We then experimented with trying a vmotion with one of these systems which had a high intr/s, this also seemed to work. “Good!” we thought a non-interruptive fix but when we tried with vmotion on another server it didn’t fix the problem. Then trying a vmotion again on the same server fixed it ?!
It seems that there is no pattern in fixing this, a cold reboot works or multiple vmotions sometimes helps. All these systems were SLES servers with SP2 running the SMP Linux kernel even though most only had one vCPU (but not all).
Definitely a strange one. I’ll keep an eye on this.
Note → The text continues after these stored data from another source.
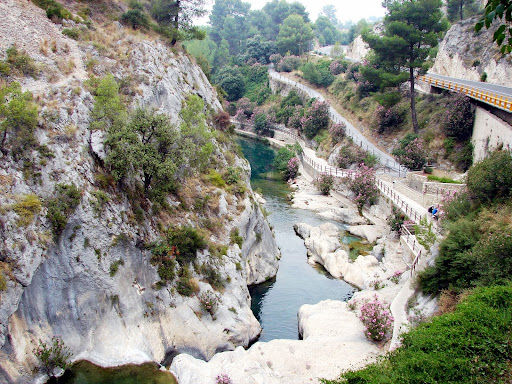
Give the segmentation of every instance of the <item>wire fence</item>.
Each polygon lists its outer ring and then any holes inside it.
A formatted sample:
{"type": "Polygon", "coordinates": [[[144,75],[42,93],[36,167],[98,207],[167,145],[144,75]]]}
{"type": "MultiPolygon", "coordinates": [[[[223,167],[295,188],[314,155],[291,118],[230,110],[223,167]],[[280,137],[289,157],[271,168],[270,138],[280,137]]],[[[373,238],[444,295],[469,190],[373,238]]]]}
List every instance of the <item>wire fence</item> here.
{"type": "Polygon", "coordinates": [[[414,255],[414,261],[411,265],[410,274],[411,277],[416,270],[416,266],[418,265],[418,262],[421,258],[421,253],[423,251],[423,248],[418,243],[418,240],[416,240],[416,236],[414,236],[411,231],[409,230],[409,227],[407,225],[402,226],[402,237],[405,239],[405,242],[409,245],[412,254],[414,255]]]}

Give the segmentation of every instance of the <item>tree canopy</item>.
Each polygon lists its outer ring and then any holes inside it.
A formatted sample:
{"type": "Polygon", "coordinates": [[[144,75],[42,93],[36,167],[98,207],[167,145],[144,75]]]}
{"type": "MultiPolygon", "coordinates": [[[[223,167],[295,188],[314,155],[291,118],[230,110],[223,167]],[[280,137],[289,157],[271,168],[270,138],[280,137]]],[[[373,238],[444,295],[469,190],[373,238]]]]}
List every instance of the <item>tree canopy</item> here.
{"type": "Polygon", "coordinates": [[[313,31],[300,15],[288,16],[281,27],[277,38],[277,48],[281,54],[290,52],[293,55],[303,54],[313,39],[313,31]]]}
{"type": "Polygon", "coordinates": [[[512,0],[488,0],[484,16],[475,25],[478,32],[485,25],[489,29],[494,20],[499,19],[501,24],[493,35],[493,41],[501,47],[501,53],[512,52],[512,0]],[[508,37],[507,37],[508,36],[508,37]]]}

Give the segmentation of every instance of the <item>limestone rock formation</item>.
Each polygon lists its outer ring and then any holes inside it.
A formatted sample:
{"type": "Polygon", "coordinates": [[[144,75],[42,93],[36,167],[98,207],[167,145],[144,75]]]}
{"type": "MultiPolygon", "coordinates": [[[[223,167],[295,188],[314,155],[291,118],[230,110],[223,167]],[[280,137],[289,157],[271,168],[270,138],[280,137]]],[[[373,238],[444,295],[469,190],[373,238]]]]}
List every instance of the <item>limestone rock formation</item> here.
{"type": "MultiPolygon", "coordinates": [[[[62,337],[74,360],[105,366],[158,362],[172,350],[210,358],[247,346],[261,332],[247,285],[276,274],[279,250],[250,189],[245,159],[232,153],[228,159],[224,144],[213,140],[215,161],[241,168],[246,192],[234,194],[211,185],[202,191],[199,182],[188,187],[218,201],[211,209],[219,231],[207,240],[226,244],[226,255],[214,256],[205,249],[196,260],[198,268],[208,265],[225,281],[216,319],[201,310],[196,296],[182,296],[172,284],[156,284],[160,278],[148,245],[161,238],[163,229],[151,201],[134,207],[107,180],[101,187],[105,201],[98,203],[105,147],[102,133],[89,130],[94,100],[85,80],[91,74],[113,73],[124,79],[124,92],[133,105],[155,107],[178,123],[190,94],[200,96],[208,110],[220,108],[200,68],[185,54],[158,39],[124,31],[119,23],[102,31],[109,34],[106,50],[64,36],[62,26],[31,2],[2,2],[0,13],[2,54],[17,44],[41,68],[37,79],[16,80],[41,105],[35,135],[52,154],[45,158],[35,150],[28,153],[32,174],[11,156],[0,159],[0,205],[5,207],[0,213],[0,263],[8,271],[6,290],[0,292],[0,382],[30,382],[33,348],[39,339],[48,341],[54,335],[62,337]],[[57,184],[71,183],[80,191],[80,203],[62,233],[53,236],[45,201],[57,184]],[[25,226],[12,207],[28,194],[36,195],[43,207],[25,226]],[[235,228],[243,239],[241,249],[229,239],[235,228]]],[[[204,220],[180,211],[182,204],[167,197],[167,225],[201,227],[204,220]]],[[[199,292],[214,291],[200,271],[191,267],[188,273],[199,292]]]]}

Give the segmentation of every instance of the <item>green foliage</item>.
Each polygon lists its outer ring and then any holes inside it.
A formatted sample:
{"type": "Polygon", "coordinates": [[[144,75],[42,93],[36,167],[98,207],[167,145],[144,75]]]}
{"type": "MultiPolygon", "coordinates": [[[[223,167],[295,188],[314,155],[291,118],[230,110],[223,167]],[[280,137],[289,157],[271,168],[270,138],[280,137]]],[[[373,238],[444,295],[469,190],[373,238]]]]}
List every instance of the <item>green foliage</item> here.
{"type": "Polygon", "coordinates": [[[381,90],[409,80],[411,117],[414,132],[419,131],[414,94],[415,70],[422,70],[431,48],[447,29],[440,0],[386,1],[382,36],[366,33],[363,39],[373,49],[373,65],[363,70],[364,77],[381,90]],[[408,71],[403,71],[407,68],[408,71]]]}
{"type": "Polygon", "coordinates": [[[22,227],[30,225],[41,208],[41,200],[35,194],[21,196],[12,206],[13,211],[18,214],[17,224],[22,227]]]}
{"type": "Polygon", "coordinates": [[[424,141],[414,133],[408,133],[400,140],[400,148],[393,150],[393,156],[411,170],[422,169],[427,162],[424,141]]]}
{"type": "Polygon", "coordinates": [[[479,5],[475,0],[448,0],[446,8],[448,20],[456,22],[477,14],[479,5]]]}
{"type": "Polygon", "coordinates": [[[293,55],[302,55],[306,52],[309,42],[313,39],[313,31],[301,15],[288,16],[279,26],[277,47],[281,54],[290,52],[293,55]]]}
{"type": "Polygon", "coordinates": [[[177,248],[176,260],[180,263],[194,261],[197,252],[208,246],[203,235],[191,226],[169,228],[164,241],[167,247],[177,248]]]}
{"type": "Polygon", "coordinates": [[[222,178],[220,173],[218,173],[214,169],[210,169],[206,178],[210,183],[212,183],[217,188],[224,188],[226,186],[226,181],[222,178]]]}
{"type": "Polygon", "coordinates": [[[271,93],[268,85],[267,67],[257,64],[244,65],[240,67],[240,72],[243,75],[245,85],[244,96],[258,105],[262,105],[271,93]]]}
{"type": "Polygon", "coordinates": [[[201,309],[208,312],[213,320],[215,320],[215,312],[219,306],[219,298],[212,291],[203,292],[198,296],[201,309]]]}
{"type": "Polygon", "coordinates": [[[295,157],[295,148],[290,144],[279,148],[277,151],[276,157],[274,158],[274,169],[281,174],[283,178],[286,178],[288,162],[292,157],[295,157]]]}
{"type": "Polygon", "coordinates": [[[322,195],[328,196],[334,186],[334,176],[321,174],[313,182],[315,187],[322,193],[322,195]]]}
{"type": "Polygon", "coordinates": [[[113,261],[112,264],[110,264],[110,277],[114,277],[115,276],[115,274],[117,273],[120,265],[124,265],[124,260],[123,259],[119,259],[119,260],[113,261]]]}
{"type": "Polygon", "coordinates": [[[229,233],[229,240],[231,241],[231,244],[238,244],[238,247],[242,249],[242,245],[244,243],[244,238],[240,236],[240,233],[238,232],[238,228],[233,228],[231,232],[229,233]]]}
{"type": "Polygon", "coordinates": [[[124,125],[125,120],[126,107],[119,97],[119,85],[113,75],[105,76],[94,91],[94,108],[89,128],[108,131],[124,125]]]}
{"type": "Polygon", "coordinates": [[[133,29],[149,28],[149,18],[140,9],[130,9],[121,15],[121,21],[133,29]]]}
{"type": "MultiPolygon", "coordinates": [[[[485,6],[485,13],[476,23],[475,31],[478,32],[485,25],[489,29],[494,20],[500,20],[498,29],[494,32],[492,40],[501,47],[501,53],[512,52],[512,30],[510,22],[512,21],[512,2],[509,0],[489,0],[485,6]],[[508,31],[508,37],[507,37],[508,31]]],[[[486,76],[487,77],[487,76],[486,76]]],[[[485,81],[485,80],[483,80],[485,81]]]]}
{"type": "Polygon", "coordinates": [[[454,313],[403,334],[382,360],[324,384],[502,383],[512,354],[512,287],[475,290],[454,313]]]}
{"type": "Polygon", "coordinates": [[[39,70],[30,56],[25,52],[19,51],[16,45],[12,45],[7,48],[6,53],[6,62],[11,69],[18,71],[25,76],[31,76],[34,79],[37,78],[39,70]]]}
{"type": "Polygon", "coordinates": [[[477,204],[504,201],[512,194],[512,155],[495,151],[468,171],[466,184],[477,204]]]}
{"type": "Polygon", "coordinates": [[[71,352],[58,337],[52,337],[51,344],[39,339],[39,346],[33,350],[35,357],[41,364],[41,370],[49,377],[55,377],[55,368],[65,370],[69,365],[71,352]]]}
{"type": "Polygon", "coordinates": [[[204,280],[207,281],[213,289],[219,290],[224,288],[226,282],[214,266],[208,263],[202,264],[199,268],[199,272],[203,275],[204,280]]]}
{"type": "Polygon", "coordinates": [[[92,209],[96,214],[99,214],[103,211],[105,204],[110,201],[110,197],[101,190],[92,191],[91,195],[93,197],[93,200],[90,201],[92,209]]]}
{"type": "Polygon", "coordinates": [[[215,74],[214,81],[226,91],[228,101],[238,100],[245,93],[244,77],[238,67],[224,67],[220,69],[215,74]]]}
{"type": "Polygon", "coordinates": [[[21,86],[13,82],[0,87],[0,150],[7,149],[18,159],[26,150],[36,145],[34,130],[37,126],[37,106],[30,92],[21,92],[21,86]]]}
{"type": "Polygon", "coordinates": [[[78,40],[80,37],[80,30],[78,28],[64,28],[62,34],[73,39],[78,40]]]}
{"type": "Polygon", "coordinates": [[[302,77],[310,83],[328,87],[334,81],[334,76],[329,69],[330,64],[329,60],[319,60],[316,63],[306,63],[299,69],[302,71],[302,77]]]}
{"type": "Polygon", "coordinates": [[[428,175],[427,179],[428,181],[437,181],[438,183],[462,184],[460,181],[450,179],[449,177],[428,175]]]}
{"type": "Polygon", "coordinates": [[[414,226],[414,233],[418,243],[423,245],[427,251],[430,251],[430,248],[434,245],[437,239],[432,221],[429,222],[427,216],[422,217],[419,224],[414,226]]]}
{"type": "Polygon", "coordinates": [[[446,136],[464,141],[473,133],[474,111],[469,97],[455,95],[447,105],[446,120],[443,126],[446,136]]]}
{"type": "Polygon", "coordinates": [[[5,279],[5,275],[2,271],[0,271],[0,292],[4,292],[7,290],[7,280],[5,279]]]}
{"type": "Polygon", "coordinates": [[[68,217],[80,204],[80,190],[74,184],[57,184],[54,197],[48,199],[46,218],[52,225],[53,232],[59,236],[66,228],[68,217]]]}
{"type": "Polygon", "coordinates": [[[195,288],[189,277],[180,277],[176,283],[176,291],[182,296],[192,297],[195,288]]]}
{"type": "Polygon", "coordinates": [[[402,213],[400,208],[398,208],[396,205],[393,205],[391,208],[391,215],[387,219],[391,230],[400,234],[402,232],[403,223],[408,220],[409,218],[402,213]]]}

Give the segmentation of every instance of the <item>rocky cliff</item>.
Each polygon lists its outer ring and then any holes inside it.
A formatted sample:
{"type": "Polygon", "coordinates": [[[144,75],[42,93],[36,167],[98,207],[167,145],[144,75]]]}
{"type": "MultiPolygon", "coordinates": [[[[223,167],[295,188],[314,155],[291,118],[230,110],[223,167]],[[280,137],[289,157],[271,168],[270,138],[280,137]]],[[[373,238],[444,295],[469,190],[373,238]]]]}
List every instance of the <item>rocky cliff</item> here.
{"type": "MultiPolygon", "coordinates": [[[[66,6],[75,12],[82,5],[66,6]]],[[[89,27],[54,24],[21,0],[0,3],[0,13],[2,54],[16,44],[38,68],[36,78],[8,81],[33,93],[39,105],[35,136],[51,154],[32,150],[22,160],[0,158],[0,273],[6,282],[0,291],[0,381],[33,380],[33,348],[52,336],[62,337],[74,360],[100,365],[161,361],[175,350],[210,358],[254,340],[261,328],[247,285],[275,275],[279,250],[250,189],[249,165],[234,154],[230,139],[212,139],[212,161],[219,172],[241,169],[242,191],[196,175],[157,210],[150,200],[134,204],[117,185],[102,184],[103,136],[89,130],[94,99],[88,79],[110,73],[127,104],[158,108],[174,123],[189,95],[204,101],[205,113],[219,110],[199,67],[157,36],[117,22],[97,23],[93,17],[89,27]],[[80,32],[78,41],[62,34],[66,26],[80,32]],[[46,202],[58,184],[75,184],[80,202],[55,237],[46,202]],[[41,208],[21,224],[15,207],[29,195],[41,208]],[[193,209],[200,199],[207,201],[202,212],[193,209]],[[197,296],[180,295],[175,283],[156,284],[160,278],[148,245],[171,225],[190,225],[208,237],[210,247],[198,252],[187,276],[197,294],[213,291],[219,297],[216,319],[201,310],[197,296]],[[230,232],[240,239],[230,241],[230,232]],[[215,252],[212,244],[225,246],[215,252]],[[224,281],[220,291],[205,278],[204,266],[224,281]]]]}
{"type": "Polygon", "coordinates": [[[439,45],[434,66],[440,75],[512,86],[512,57],[503,56],[492,41],[498,25],[475,32],[477,17],[452,25],[439,45]],[[484,75],[485,74],[485,75],[484,75]]]}

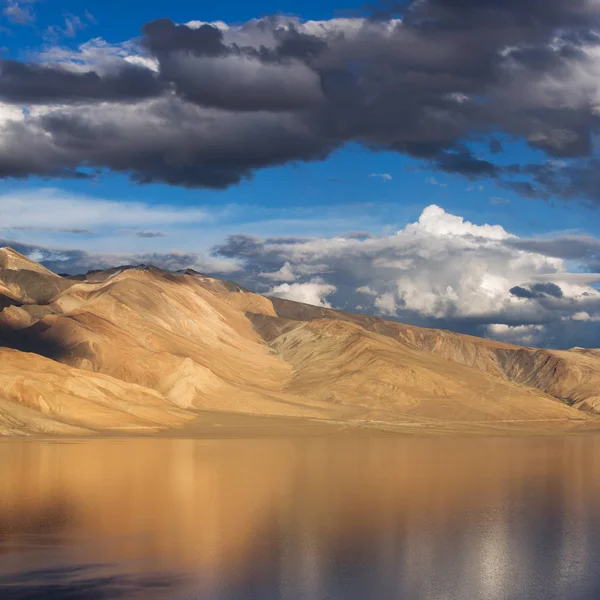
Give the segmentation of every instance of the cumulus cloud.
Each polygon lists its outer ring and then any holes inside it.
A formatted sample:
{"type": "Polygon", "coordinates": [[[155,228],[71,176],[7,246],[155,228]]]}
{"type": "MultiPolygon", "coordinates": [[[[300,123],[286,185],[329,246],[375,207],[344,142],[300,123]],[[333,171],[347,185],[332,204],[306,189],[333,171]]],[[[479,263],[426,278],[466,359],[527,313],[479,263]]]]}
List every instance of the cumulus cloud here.
{"type": "Polygon", "coordinates": [[[389,173],[371,173],[369,177],[379,177],[384,181],[391,181],[393,177],[389,173]]]}
{"type": "MultiPolygon", "coordinates": [[[[5,13],[22,20],[28,8],[9,0],[5,13]]],[[[400,19],[160,19],[142,30],[0,64],[0,99],[19,107],[0,125],[0,176],[111,169],[224,188],[354,142],[527,196],[600,203],[597,2],[413,0],[400,19]],[[495,162],[498,133],[548,162],[495,162]],[[470,144],[485,136],[491,158],[470,144]]]]}
{"type": "Polygon", "coordinates": [[[505,325],[496,323],[488,325],[487,333],[490,337],[524,346],[543,346],[546,341],[546,331],[543,325],[505,325]]]}
{"type": "Polygon", "coordinates": [[[295,302],[304,302],[313,306],[323,306],[331,308],[331,304],[325,298],[336,291],[334,285],[325,283],[322,279],[315,278],[306,283],[282,283],[271,288],[269,296],[294,300],[295,302]]]}
{"type": "Polygon", "coordinates": [[[590,324],[600,317],[600,274],[569,272],[563,256],[589,271],[587,249],[597,251],[598,242],[554,239],[553,250],[551,240],[519,238],[432,205],[394,235],[238,235],[215,254],[238,260],[240,283],[264,293],[524,344],[597,345],[600,330],[590,324]],[[272,287],[265,275],[289,283],[272,287]]]}
{"type": "Polygon", "coordinates": [[[574,315],[571,316],[571,320],[572,321],[600,321],[600,315],[595,315],[592,316],[590,315],[590,313],[585,312],[584,310],[582,310],[581,312],[575,313],[574,315]]]}
{"type": "Polygon", "coordinates": [[[271,281],[296,281],[297,279],[297,275],[289,262],[283,263],[281,269],[274,273],[261,273],[260,276],[271,281]]]}

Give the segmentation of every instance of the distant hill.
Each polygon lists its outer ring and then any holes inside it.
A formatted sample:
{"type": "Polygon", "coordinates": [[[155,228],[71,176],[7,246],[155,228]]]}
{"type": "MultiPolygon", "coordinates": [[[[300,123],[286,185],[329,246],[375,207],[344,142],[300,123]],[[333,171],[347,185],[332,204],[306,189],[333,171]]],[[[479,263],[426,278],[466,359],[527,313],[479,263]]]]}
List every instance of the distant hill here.
{"type": "Polygon", "coordinates": [[[600,350],[402,325],[191,270],[60,277],[0,249],[0,434],[189,430],[231,414],[307,431],[579,431],[600,429],[597,413],[600,350]]]}

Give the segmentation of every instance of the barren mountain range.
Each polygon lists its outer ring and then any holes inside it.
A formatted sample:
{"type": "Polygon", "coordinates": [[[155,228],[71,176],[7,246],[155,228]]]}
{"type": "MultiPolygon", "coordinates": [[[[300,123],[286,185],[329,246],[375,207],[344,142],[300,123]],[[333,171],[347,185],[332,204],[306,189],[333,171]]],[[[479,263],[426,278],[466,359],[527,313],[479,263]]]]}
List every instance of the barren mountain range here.
{"type": "Polygon", "coordinates": [[[0,249],[0,434],[235,422],[600,429],[600,350],[542,350],[251,293],[195,271],[61,277],[0,249]]]}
Could that be a timer interrupt issue? maybe it’s too high for a VM? Often the default is 1000 for many distro’s 😦
Try booting with “divider=10” to lower it down to 100 which far enough for a VM 🙂
Cheers,
Didier
Thanks Didier, I saw that parameter mentioned in KB1006427 with regard to RedHat systems and though about trying it. The problem is of course this seems to be a bit random on which server it affects. At the moment we don’t have any problems 🙂
I will carry on investigating and maybe post a follow-up article if I find anything.
Cheers,
Neil.
divider=10 is the workaround like was mentioned, I have seen this at several sites and this fixed it. The SR says will be fixed in 4.1
Hi Rod,
When you say 4.1 do you mean vSphere 4.1 ?
Cheers,
Neil.
It seems this is fixed in ESXi4.0 U2. Haven’t seen any occurrences since upgrading.